Jean-Luc a décidé qu'il était trop vieux à présent pour sortir le soir. Il marche vaillamment le matin, il traverse la ville dans tous les sens, jusqu'à la mer, mais dès la nuit tombée, il ne trouve rien de plus agréable à faire que d'écouter de la musique en préparant son repas, puis de se coucher pour regarder des films sur sa tablette numérique, plusieurs films parfois au cours de la même nuit. Mais l'été a été long, accablant de chaleur, et quand l’automne est enfin venu et que Nora, sa jeune voisine du dessous lui a annoncé qu’elle reprenait son tour de chant à la Barque rouge, il lui a répondu que oui, un soir, il viendrait l'écouter.

Nora est une jeune mère qui élève seule sa petite Lucette, mis à part les weekends où l’enfant est prise en charge par sa grand-mère qui l’emmène à Cannes où elle habite. Nora est caissière au supermarché Monoprix de Gorbella mais le weekend venu, elle se livre à sa vraie passion et à son vrai talent qui sont ceux d’une chanteuse de cabaret.

Il n’y a guère plus d’un an que Nora et Lucette sont venues habiter le même immeuble que lui, rue des Boers, dans le quartier nord de Nice, et Jean-Luc est ravi de ce voisinage. Il lui arrive de descendre à l'étage au-dessous pour garder la fillette quand sa mère est invitée par ses camarades de travail à un dîner au restaurant ou à une fête. Et quand elle en revient, tard et déjà toute barbouillée de sommeil, il y a un moment agréable où ils peuvent parler, échanger des souvenirs, des confidences, toujours à mi-voix pour ne pas réveiller Lucette qui dort à côté. Et leurs âges sont si différents que c’est alors comme s’ils communiquaient d’une planète à l’autre.

La Barque rouge se trouve sur le port, tout au bout du quai des Docks. Le public y est fait d’habitués, jeunes pour la plupart, mais il arrive que s’y mêlent des marins en escale de tous âges et de tous les pays; et à dix heures, quand Nora débute son tour de chant, la salle est bondée, si bien que beaucoup doivent rester debout, groupés à l’extérieur, leur verre de bière à la main.

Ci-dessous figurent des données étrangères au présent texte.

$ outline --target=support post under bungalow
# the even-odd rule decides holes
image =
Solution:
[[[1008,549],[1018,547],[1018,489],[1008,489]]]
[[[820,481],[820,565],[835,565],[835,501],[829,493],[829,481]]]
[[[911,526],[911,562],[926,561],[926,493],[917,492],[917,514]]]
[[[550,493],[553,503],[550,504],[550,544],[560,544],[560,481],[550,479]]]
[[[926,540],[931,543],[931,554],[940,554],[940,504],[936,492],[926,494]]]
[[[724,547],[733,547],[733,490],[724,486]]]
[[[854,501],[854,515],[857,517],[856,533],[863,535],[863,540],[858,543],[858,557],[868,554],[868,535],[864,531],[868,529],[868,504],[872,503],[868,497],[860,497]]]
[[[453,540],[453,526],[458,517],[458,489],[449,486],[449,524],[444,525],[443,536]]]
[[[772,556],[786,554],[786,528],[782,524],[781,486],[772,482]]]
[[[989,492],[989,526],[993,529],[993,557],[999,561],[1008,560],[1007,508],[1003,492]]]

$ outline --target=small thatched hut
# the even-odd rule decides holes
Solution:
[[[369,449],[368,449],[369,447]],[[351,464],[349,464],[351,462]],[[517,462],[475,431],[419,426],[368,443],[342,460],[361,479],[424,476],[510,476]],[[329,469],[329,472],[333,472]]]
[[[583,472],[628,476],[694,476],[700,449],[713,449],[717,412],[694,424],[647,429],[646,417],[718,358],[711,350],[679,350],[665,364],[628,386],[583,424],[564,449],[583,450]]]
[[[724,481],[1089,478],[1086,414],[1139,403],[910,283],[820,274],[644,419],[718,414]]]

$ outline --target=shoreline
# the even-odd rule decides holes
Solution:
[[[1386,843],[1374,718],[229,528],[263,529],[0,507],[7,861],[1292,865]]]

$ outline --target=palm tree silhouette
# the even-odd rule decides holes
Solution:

Jean-Luc s’attarde parmi eux et, dans leurs conversations qu’il entend sans y participer, il est question d’un accident qui se serait produit, peu de jours auparavant, à bord d’un cargo en provenance de Malte. Un quartier-maître est descendu en une profondeur obscure de la cale d’où lui parvenait une voix comme celle d’une chanteuse d'opéra. C'était la deuxième ou troisième fois que cette voix se faisait entendre, et cette fois il était bien décidé à faire cesser la plaisanterie. Mais parvenu au bas de l'échelle, sous une unique lampe à abat-jour qui se balançait au bout de son fil, il a eu le sentiment de voir en un éclair quelque chose ou quelqu’un, avant que les deux yeux lui brûlent à hurler, que des larmes de sang en coulent et qu’il devienne aveugle.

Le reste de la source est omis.